Ayrıca o toplantılarda, ‘katılımcı listesi’ için alınan imzaları, ‘yatırıma onay’ gibi göstermek hile sayılmaz mı?
Ama halk artık bunu yemiyor, sadece yatırımcıya duyulan güven sıfırlanıyor.
HARİTAYA BAK MADENİ KAP
Çevre sorununu sadece HES ve madenler üzerinden görmemeli; örneğin, kentsel dönüşümlerde de benzer sıkıntılar yaşanıyor.
Orada da bakanlar, “Herkesin yargıya gitme hakkı var; ama yürütme durmayacak...” diyebiliyor ve yürütmeler bir türlü durdurulamıyor.
Maden aramalarında çevre açısından çok sakıncalı uygulamalar yapılıyor.
MTA’nın tetkik sonuçları 2005’ten sonra yatırımcılara açıldı. Yatırımcı o sonuçlara bakarak yer beğenip lisans alıyor; oysa o sonuçlar doğa, turizm, çevre, inanç vs. haritalarıyla beraber okunmalı.
Bu haritaların da ‘onay’ vermesi halinde yatırıma itiraz eden çıkmıyor.
Ancak, hele hele hammadde olarak ihraç edilen, henüz Türkiye’de işlenmeyen madenler için ormanların delik deşik edilmesi, taşocakların dahi maden statüsüne kavuşturulmuş olması tepki nedeni.
Çoğu çevrecilere göre de işlenmiş/teknolojik ürün haline gelmediği sürece bazı madenlerin yerin altında kalması ülke için daha kârlı bir durum.

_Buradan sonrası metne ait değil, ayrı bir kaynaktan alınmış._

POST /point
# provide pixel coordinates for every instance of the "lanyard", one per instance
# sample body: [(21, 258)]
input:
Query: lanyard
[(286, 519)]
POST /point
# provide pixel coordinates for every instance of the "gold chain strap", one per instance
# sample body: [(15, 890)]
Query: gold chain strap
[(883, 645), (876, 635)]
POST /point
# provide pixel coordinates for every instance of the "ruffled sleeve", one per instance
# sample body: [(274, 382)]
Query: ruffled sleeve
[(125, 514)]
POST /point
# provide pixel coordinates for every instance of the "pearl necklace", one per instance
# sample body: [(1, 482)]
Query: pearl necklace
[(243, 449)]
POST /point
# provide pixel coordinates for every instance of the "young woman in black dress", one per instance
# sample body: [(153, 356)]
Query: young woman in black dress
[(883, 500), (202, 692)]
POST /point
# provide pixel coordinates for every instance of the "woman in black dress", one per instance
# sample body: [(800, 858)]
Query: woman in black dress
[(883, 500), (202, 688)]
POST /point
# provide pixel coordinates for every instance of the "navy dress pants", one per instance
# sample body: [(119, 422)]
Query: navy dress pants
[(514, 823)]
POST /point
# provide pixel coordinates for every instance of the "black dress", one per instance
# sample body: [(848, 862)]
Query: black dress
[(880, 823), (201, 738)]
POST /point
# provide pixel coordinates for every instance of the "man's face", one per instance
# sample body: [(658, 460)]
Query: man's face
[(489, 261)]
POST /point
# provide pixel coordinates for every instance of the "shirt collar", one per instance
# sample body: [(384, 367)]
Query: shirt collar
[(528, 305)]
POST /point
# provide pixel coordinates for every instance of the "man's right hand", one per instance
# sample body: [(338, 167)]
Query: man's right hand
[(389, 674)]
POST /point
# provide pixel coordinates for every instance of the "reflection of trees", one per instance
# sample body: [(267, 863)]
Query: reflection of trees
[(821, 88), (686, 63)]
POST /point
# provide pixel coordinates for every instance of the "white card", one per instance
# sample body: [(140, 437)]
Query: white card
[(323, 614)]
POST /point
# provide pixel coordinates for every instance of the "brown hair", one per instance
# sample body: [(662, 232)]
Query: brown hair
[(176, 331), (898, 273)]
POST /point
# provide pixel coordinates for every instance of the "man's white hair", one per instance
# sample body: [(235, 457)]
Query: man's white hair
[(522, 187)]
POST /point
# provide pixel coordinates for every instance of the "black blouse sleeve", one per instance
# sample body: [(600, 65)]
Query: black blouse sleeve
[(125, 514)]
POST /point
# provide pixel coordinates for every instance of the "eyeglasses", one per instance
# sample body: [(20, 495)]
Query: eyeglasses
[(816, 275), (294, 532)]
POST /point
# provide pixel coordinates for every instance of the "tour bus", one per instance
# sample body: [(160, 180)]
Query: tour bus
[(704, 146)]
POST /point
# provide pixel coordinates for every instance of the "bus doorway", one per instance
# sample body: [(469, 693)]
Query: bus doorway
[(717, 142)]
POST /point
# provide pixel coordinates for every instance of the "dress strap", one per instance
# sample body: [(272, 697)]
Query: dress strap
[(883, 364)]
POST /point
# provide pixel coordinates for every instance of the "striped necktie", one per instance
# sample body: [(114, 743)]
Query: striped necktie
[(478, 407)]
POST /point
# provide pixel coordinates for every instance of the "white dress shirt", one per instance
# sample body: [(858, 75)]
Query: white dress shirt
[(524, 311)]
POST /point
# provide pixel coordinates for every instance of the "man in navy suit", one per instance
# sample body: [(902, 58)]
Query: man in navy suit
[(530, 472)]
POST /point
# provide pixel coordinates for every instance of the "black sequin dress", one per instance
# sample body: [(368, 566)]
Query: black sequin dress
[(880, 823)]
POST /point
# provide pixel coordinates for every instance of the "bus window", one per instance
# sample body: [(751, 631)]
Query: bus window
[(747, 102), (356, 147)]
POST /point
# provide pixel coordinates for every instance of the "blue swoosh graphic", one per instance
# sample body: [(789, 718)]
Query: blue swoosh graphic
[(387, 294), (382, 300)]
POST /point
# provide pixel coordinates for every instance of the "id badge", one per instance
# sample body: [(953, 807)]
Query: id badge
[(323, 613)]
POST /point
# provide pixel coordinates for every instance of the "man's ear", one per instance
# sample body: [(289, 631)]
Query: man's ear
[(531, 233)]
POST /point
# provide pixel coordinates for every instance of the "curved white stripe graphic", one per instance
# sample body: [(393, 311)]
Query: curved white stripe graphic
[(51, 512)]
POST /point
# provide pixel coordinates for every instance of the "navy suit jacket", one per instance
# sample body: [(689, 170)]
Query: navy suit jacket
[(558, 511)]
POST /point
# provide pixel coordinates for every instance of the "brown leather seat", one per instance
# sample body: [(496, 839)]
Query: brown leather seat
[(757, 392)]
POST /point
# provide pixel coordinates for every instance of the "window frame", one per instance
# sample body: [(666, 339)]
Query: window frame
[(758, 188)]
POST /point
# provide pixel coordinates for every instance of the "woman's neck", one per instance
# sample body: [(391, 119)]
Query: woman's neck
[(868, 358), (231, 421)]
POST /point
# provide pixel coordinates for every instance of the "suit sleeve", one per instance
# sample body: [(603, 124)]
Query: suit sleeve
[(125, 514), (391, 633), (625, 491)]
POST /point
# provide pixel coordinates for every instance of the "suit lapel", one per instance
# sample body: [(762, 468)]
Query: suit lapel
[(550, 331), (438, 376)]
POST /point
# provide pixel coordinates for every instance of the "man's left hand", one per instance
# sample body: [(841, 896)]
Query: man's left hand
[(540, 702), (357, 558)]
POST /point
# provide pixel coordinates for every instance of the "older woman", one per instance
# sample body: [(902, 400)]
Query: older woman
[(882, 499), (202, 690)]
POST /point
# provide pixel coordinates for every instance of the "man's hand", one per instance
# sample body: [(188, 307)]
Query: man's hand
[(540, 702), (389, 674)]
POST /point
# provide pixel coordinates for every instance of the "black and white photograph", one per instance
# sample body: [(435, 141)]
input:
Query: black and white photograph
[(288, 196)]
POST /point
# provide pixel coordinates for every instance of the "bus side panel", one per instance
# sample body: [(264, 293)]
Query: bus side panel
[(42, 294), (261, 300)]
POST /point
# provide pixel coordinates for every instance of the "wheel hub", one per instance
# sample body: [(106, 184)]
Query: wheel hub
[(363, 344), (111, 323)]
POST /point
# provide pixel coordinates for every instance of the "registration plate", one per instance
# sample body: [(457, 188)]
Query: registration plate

Teknolojide o noktaya gelinmeden, dinamit/kazı ile ormanlık alanların delik deşik edilmesi kabul görmüyor.
İSYANIN GELİŞİ
HES’lerde de neredeyse ‘Google’dan bak yatırımı kap’ noktasına gelinmiş.
Durum bazen öyle bir hal alıyor ki, hani aynı dere üzerinde tek baraj yapılsa belki hiç itiraz olmayacak; ama sayı arttıkça (kimi derede 10-15), ‘Yaşam kaynağı olan su damla ile akacak, tarım ölecek’ diyen köylünün isyanı gelişiyor.
Bu hallerde denetim mekanizmasının güçsüzlüğü de isyanı tetikliyor. Mevcut denetim sistemi yetersiz bulunurken halen TBMM’de olan son tasarıda denetim Çevre Bakanlığı’nın bir alt birimi haline getiriliyor.
Yani bakanlığı, kendi memuru denetleyecek gibi komik bir durum olabilir; oysa STK’lar, odalar, belediyeler vs’den oluşan daha güçlü denetim kurulları şart.
Bu arada birileri çıkıp, “Yok canım, şimdi de STK’lar dinleniyor” diyebilir; ama alacakları yanıt şu olur: “Az da olsa dinleme ve not alma İYİ; talepleri karşılama YILDIZLI SIFIR.”
Bazı STK’ların doğrudan bakanlık bağlantılı olması da ayrı konu. STK’lar dinlenseydi, Mustafakemalpaşa Ovası, hâkim tepeden bakınca, onlarca taş ve maden ocağı nedeniyle köstebek yuvası gibi görünür müydü?
Trakya başta, çoğu yerdeki tarım/sanayi dengesizliği oluşur muydu? Havaalanları en verimli tarım arazilerinin göbeğine yapılır (Amik ve Çukurova) sonra da su altında kalınca mazeret üretilir miydi?
Dere yatağına binalar yapılır, sel de gelir içindeki insanla birlikte (Samsun) onları denize süpürür müydü?